The moment of death, is when viewed somewhat dispassionately the start of the decomposition process, the lack of oxygen means that the individual cells of the body begin to expire, for example Brain cells begin to die within 3-7 minutes. The body ceases to generate metabolic heat and begins to cool down to equal that of surrounding temperatures, the lack of pulse causes the blood to settle in the body and the skin discolors. Also the body muscles contract in the phenomena known as Rigor mortis. Also the Bacteria contained with in the gut along with digestive enzymes begin the break down internal organs, the gases produced by the bacteria results in bloating of the body.

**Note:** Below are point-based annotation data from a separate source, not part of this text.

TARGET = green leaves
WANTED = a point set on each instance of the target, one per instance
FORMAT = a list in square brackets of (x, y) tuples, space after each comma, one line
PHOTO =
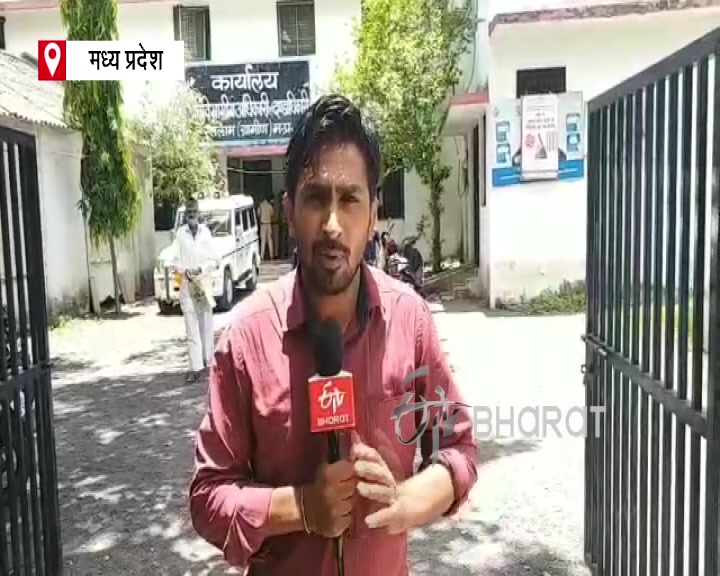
[(408, 54), (111, 199), (179, 137)]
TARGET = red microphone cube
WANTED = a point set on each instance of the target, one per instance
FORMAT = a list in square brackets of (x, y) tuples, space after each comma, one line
[(332, 403)]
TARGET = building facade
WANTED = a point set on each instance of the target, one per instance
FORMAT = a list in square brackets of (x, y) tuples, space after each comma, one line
[(260, 64), (534, 232)]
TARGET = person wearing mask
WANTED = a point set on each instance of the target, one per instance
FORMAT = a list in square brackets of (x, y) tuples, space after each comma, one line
[(267, 215), (262, 491), (194, 258)]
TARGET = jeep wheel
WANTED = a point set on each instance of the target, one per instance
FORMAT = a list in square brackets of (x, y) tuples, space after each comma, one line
[(251, 283)]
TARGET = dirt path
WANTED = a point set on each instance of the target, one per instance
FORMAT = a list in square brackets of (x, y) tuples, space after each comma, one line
[(125, 423)]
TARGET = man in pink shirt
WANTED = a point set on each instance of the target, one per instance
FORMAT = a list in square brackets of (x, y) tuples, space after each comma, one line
[(262, 491)]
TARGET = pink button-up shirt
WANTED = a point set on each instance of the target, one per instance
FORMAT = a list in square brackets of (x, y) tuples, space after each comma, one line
[(255, 434)]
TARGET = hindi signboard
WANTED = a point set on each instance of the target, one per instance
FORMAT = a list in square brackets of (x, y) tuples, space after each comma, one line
[(539, 137), (253, 104), (508, 146)]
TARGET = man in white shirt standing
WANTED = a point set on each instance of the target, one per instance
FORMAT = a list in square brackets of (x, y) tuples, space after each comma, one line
[(194, 258), (267, 214)]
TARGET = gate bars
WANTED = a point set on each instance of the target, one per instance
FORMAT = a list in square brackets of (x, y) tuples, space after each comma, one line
[(652, 480), (29, 519)]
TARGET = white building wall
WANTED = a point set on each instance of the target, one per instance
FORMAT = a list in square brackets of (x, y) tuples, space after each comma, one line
[(536, 232), (247, 32)]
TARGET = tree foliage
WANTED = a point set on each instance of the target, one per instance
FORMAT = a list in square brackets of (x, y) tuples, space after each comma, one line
[(179, 136), (408, 60), (111, 198)]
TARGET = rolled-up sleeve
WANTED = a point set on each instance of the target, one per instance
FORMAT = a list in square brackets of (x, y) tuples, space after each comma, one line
[(456, 443), (227, 509)]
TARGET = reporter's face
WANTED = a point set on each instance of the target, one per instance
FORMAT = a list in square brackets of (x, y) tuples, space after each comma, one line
[(332, 217)]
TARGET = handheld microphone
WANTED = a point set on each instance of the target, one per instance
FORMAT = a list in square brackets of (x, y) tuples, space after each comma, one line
[(332, 398)]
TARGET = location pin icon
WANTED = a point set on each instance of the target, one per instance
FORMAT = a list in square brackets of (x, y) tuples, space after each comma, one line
[(52, 57)]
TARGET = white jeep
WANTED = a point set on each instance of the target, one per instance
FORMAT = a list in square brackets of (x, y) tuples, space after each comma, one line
[(233, 224)]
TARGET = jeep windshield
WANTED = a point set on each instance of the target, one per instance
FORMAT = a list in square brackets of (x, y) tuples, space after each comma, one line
[(218, 221)]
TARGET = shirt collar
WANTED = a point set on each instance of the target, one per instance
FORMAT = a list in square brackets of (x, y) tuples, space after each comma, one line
[(368, 299)]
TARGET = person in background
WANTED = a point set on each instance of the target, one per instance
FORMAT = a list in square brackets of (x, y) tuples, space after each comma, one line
[(194, 258), (372, 252), (266, 214), (262, 490)]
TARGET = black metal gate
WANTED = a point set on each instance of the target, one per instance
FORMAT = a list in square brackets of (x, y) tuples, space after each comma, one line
[(29, 519)]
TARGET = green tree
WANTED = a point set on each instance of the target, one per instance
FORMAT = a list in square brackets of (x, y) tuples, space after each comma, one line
[(179, 136), (111, 199), (408, 60)]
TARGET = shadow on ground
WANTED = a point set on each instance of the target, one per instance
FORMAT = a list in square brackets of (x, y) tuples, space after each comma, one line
[(124, 457), (461, 549), (490, 450)]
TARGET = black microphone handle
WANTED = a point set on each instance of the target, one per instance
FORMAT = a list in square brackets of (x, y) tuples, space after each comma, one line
[(334, 456)]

However a body does not normally decompose by itself. Various invertebrates specialize in the decomposition of animal carcasses. On a warm day Blowflies (Diptera: Calliphoridae) will appear on a body almost instantly, these flies lay their eggs around the natural orifices of a body, as newly hatched maggots are unable to pierce flesh and thus hatch close to the softer tissue of the orifices. Other primary colonizers of carrion include the fleshflies (Diptera: Sarcophagidae) and the Houseflies and there closest relatives (Diptera: Muscidae) these species and other species which feed upon and parasitise them occupy the carrion from fresh to odor development and beyond. Within days, Ground beetles (Carabidae) and Rove beetles (Staphylinidae) as well as Wasps (Vespidae) will be noted on around and under carrion, weather permitting. As body breaks down by bacterial means as well as by insect activity and odour of decay develops the fats of the carrion becoming rancid, and then developing a cheesy smell, this brings the Skipper flies (Piophilidae) Fruit flies and others to the carrion. The body begins to dry and becomes the domain of the beetles, the mites and the moths before becoming completely skeletonised.

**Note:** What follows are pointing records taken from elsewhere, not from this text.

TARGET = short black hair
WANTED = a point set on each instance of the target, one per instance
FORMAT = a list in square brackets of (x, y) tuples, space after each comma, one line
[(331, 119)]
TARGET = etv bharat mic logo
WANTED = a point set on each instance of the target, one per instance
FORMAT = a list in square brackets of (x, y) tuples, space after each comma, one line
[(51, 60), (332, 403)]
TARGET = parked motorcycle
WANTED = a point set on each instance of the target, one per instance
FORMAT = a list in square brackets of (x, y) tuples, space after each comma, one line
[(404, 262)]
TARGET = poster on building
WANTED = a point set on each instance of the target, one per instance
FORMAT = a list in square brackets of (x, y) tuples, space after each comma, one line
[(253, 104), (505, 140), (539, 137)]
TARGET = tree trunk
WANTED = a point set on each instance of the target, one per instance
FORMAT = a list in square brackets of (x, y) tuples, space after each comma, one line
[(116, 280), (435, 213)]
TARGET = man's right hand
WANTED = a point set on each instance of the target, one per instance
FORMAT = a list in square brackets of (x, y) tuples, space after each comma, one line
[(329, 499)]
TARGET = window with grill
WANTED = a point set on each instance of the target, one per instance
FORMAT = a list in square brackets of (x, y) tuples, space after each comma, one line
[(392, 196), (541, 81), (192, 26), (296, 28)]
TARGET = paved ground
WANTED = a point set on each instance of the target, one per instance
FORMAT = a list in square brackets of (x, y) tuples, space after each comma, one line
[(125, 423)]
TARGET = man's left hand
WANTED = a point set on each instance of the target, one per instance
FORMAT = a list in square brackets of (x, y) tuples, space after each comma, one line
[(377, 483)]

How ever there are many things which can affect this progression of nutrient recycling. For example the size of the carrion, personal experience has shown that rat sized carrion does not normally last past the primary colonizers due to its small size, also on smaller carrion Burying Beetles (Silphidae) will arrive at much the same time as the primary colonizers and bury the carrion as part of their life cycle (see Putman 1983, for details on the life cycle of Burying Beetles), whereas Smith (1973) notes that on Human Corpses they arrive approximately a year in to decomposition.

Season and climate also plays an important part in the decomposition of carrion and corpses, insect metabolism is dependent on the external temperature, so much so that correct determination of P.M.I. depends on obtaining accurate climate data at the crime scene, and some of the predatory insects on carrion have a yearly life cycle, so may or may not be present purely if it's the wrong time of year rather than for some other more sinister reason.

Knowledge of the ecology of these insects and the ones which succeed them on a corpse can be used to determine how long the corpse has been dead for.